Oddziały, przeszedłszy kordon, miały zdążać ku Żarnowcowi, aby tam się połączyć z Zygmuntem Chmieleńskim. Nim oddział dotarł do kordonu, dwa razy zaczepiło go wojsko austriackie. Pierwszym razem na zaczepkę nie odpowiedziano, dopiero pod samymi Szycami, podstępnie zaatakowany przez kompanię wojska austriackiego, rozrzucił Gustaw Habich ochotników w tyraliery a położywszy oficera, 12 strzelców i czterech ułanów, tudzież sześciu koni, wkroczył pod Szycami do Kongresówki z umniejszonym o 50 ludzi oddziałem, gdyż tylu w ciemności nocy rozsypało się w tej utarczce, w której niestety poległ jeden oficer, Tarczewski.

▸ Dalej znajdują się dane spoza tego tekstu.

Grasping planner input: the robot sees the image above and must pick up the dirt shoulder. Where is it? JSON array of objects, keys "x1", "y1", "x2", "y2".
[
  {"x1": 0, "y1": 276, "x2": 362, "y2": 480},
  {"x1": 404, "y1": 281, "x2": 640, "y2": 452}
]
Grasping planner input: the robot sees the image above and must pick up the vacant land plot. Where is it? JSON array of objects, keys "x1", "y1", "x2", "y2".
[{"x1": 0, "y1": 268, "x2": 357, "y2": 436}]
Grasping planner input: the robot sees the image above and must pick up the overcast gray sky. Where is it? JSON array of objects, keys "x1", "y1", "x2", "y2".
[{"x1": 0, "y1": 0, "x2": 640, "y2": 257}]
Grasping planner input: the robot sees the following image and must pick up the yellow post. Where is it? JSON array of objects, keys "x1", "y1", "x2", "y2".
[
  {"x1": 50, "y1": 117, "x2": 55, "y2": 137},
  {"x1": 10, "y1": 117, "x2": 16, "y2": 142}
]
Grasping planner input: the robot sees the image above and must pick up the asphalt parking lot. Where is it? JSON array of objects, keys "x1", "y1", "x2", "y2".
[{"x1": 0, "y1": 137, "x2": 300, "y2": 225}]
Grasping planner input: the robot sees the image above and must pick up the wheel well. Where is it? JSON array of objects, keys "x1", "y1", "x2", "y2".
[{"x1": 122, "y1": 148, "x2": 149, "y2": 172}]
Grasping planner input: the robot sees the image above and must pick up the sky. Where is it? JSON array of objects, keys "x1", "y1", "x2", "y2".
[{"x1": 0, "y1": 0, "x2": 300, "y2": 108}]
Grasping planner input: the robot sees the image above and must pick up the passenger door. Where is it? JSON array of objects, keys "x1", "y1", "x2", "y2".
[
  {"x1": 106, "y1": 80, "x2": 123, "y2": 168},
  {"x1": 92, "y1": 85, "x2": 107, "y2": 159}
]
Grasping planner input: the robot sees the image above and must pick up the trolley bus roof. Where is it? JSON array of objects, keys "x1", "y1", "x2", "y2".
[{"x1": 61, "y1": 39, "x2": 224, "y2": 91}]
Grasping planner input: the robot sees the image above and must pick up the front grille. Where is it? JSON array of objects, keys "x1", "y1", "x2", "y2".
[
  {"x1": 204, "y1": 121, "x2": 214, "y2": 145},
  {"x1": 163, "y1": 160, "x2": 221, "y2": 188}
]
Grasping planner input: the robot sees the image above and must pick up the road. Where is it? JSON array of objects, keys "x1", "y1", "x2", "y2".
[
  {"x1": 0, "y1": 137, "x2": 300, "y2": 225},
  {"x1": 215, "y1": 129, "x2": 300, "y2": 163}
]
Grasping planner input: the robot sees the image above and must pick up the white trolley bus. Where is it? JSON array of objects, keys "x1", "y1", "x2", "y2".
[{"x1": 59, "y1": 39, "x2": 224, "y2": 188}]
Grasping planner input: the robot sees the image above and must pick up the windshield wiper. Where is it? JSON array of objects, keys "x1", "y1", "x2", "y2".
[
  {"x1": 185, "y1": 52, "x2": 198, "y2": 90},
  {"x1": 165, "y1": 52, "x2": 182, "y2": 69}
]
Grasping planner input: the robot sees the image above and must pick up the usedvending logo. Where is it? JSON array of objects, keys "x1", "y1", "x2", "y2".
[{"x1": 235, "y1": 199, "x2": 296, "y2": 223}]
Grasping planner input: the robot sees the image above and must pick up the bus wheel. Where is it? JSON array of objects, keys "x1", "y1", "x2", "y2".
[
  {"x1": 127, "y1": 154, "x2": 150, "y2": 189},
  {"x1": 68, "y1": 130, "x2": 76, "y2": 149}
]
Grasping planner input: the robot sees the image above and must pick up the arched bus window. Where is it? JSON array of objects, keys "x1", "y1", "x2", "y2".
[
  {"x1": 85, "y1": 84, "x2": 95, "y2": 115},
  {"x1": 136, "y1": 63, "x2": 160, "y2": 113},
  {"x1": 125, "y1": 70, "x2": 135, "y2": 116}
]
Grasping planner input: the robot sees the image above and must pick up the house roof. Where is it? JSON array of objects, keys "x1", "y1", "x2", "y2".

Najwięcej ucierpiała w tej rozsypce kawaleria, której zrazu było 54, a którą dowodził Latasiewicz. Maszerując całą noc, stanęli Habichowie i Krukowiecki, mający przy boku adiutanta kapitana Andersena, nad ranem w Czajowicach w sile 350 ochotnika. Po godzinnym odpoczynku ruszono przez Pieskową Skałę ku Wielmoży.
Jednak tuż za Pieskową Skałą ukazali się Rosjanie, których było 20 kozaków i jedna kompania piechoty. Natychmiast Habich rozsypał jedną kompanię z Krukowieckim w tyraliery, drugą ustawiając w rezerwie na drodze do Wielmoży, trzecią kompanią zajmując wejście do budynków dworskich Pieskowej Skały.
Nie mogąc ukrytym w jęczmieniu Rosjanom i czekającym na posiłki wiele szkodzić ogniem tyralierskim, uderzył na nich Krukowiecki, wygnał z jęczmienia i zmusił do bezładnej ucieczki, nie mogąc ich jednak ścigać z powodu niedostatecznej liczby kawalerii. Mając w śmiałym tym ataku tylko dwóch zabitych, Rosjan zaś położywszy 11, ruszył Krukowiecki ku Wielmoży a stąd przez Tarnawę i Zagórowo do Glanowa.